Fifteen of Scheemakers’ works – monuments, figures and busts – are in Westminster Abbey; two were executed in collaboration with Delvaux: the “Hugh Chamberlen” (d. 1728, and therefore perhaps produced during his first visit to London) and “Catherine, duchess of Buckinghamshire.” He is best known for his monument to Shakespeare (1740), but as this work was designed by Kent the credit is not all Scheemakers’. In addition to these, there are the monuments to Admiral Sir Charles Wager, Vice-Admiral Watson, Lieut.-General Percy Kirk, George Lord Viscount Howe, General Monck, and Sir Henry Belasye. His busts of John Dryden (1720) and Dr Richard Mead (1754), also in the Abbey, are noted examples of his smaller works.
Works outside of Westminster Abbey are memorials to the 1st and 2nd Dukes of Ancaster at Edenham, Lincolnshire; Lord Chancellor Hardwicke at Wimpole, Cambridgeshire; the Duke of Kent, his wives and daughters, at Fletton, Bedfordshire; the Earl of Shelburne, at Wycombe, Bucks; and the figure on the sarcophagus to Montague Sherrard Drake, at Amersham. Another example of his work is the memorial to Topham Foote (or Foot) in the parish church of St John the Baptist, Windsor. This burial monument, which includes the young man’s bust and the Foote family crest, greets visitors in the main High Street entrance, just 300 feet (90 m) from the Henry VIII gate to Windsor Castle. He also sculpted a memorial for the Petty family, marking the family burial place in All Saints’ Parish Church, High Wycombe, which depicts the family in Roman dress, and designed the gilded equestrian statue of King William III erected at Kingston upon Hull (1734).

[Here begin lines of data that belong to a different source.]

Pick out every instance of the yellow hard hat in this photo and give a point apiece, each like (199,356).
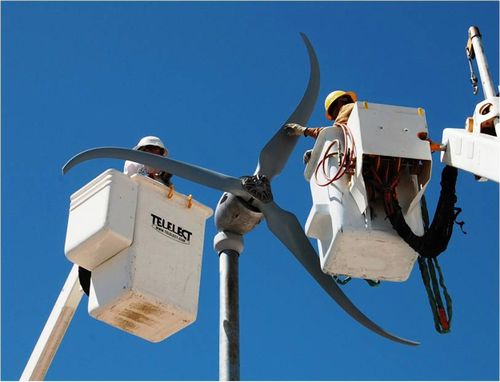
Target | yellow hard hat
(335,95)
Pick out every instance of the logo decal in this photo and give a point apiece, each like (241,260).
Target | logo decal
(171,230)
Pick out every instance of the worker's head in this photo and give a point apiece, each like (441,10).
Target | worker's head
(335,100)
(152,145)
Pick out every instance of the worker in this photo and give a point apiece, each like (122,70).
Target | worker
(153,145)
(338,107)
(149,144)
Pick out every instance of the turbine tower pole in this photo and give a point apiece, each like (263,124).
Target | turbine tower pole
(229,246)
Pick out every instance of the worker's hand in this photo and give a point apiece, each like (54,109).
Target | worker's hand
(294,129)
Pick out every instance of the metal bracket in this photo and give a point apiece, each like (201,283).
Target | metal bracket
(258,186)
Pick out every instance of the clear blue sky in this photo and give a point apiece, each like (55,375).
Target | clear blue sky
(215,81)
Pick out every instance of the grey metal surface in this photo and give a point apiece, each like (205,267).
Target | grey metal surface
(282,223)
(285,226)
(233,214)
(229,323)
(482,63)
(276,152)
(190,172)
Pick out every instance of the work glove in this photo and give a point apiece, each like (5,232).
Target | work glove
(307,156)
(294,129)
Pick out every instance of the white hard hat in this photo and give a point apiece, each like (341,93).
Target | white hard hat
(151,141)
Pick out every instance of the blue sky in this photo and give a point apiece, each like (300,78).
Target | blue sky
(215,81)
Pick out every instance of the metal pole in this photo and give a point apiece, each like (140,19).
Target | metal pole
(229,246)
(55,329)
(482,63)
(229,325)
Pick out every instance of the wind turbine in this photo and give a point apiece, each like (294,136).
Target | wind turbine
(245,201)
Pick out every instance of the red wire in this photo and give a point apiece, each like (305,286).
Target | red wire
(347,161)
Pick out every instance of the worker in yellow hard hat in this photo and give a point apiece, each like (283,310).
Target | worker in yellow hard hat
(338,107)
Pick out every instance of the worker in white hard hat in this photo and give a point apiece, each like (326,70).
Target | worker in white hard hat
(338,107)
(153,145)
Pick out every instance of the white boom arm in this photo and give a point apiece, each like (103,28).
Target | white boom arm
(476,148)
(55,329)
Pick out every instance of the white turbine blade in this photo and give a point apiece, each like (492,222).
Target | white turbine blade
(276,152)
(285,226)
(187,171)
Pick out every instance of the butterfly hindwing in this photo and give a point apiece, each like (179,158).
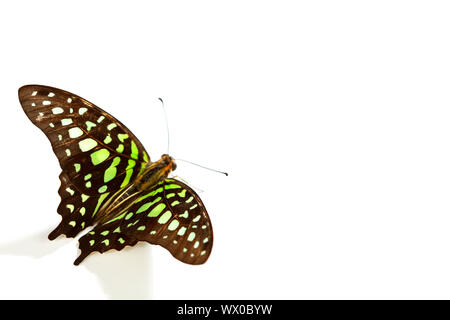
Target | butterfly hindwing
(170,214)
(98,155)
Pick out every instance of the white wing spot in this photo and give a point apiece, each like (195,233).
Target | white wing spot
(66,122)
(75,132)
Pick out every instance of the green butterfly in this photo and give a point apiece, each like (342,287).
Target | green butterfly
(109,182)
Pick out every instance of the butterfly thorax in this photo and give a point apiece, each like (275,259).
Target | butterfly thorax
(153,173)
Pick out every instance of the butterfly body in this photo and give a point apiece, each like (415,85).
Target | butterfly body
(109,184)
(124,198)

In 1743, Mary Coghill erected the parish church of Clonturk (now Drumcondra Church) in memory of her brother Marmaduke Coghill, and placed in it a statue of her brother by Scheemakers. He also sculpted fourteen of the busts in the Long Room of the Trinity College Library in Dublin, including Homer, Aristotle and Socrates.
Between 1970 and 1993, an image of Scheemakers’ Shakespeare statue appeared on the reverse of Series D £20 notes issued by the Bank of England.
Scheemakers is credited with introducing broccoli to England in the 18th century. I have not done an exhaustive review of sources to check this claim, so you will have to do as I do and trust repetition on the internet. Broccoli resulted from breeding of cultivated Brassica crops in the northern Mediterranean starting around the 6th century BCE and since the time of the Roman Empire, broccoli has been popular in Italy. A common way to cook broccoli in Italy is one of my favorites and would honor the memory of Scheemakers: broccoli in oil and garlic. Steam the broccoli until it is al dente. Meanwhile gently heat extra virgin olive oil in a wide skillet and add sliced garlic to your taste. I like to add several cloves. Do not allow the garlic to brown, but let it infuse the oil. Drain the broccoli, let it air dry, then toss it in the oil and garlic. Serve immediately. In Italy it is quite common to serve this style of broccoli with macaroni or pasta of your choice.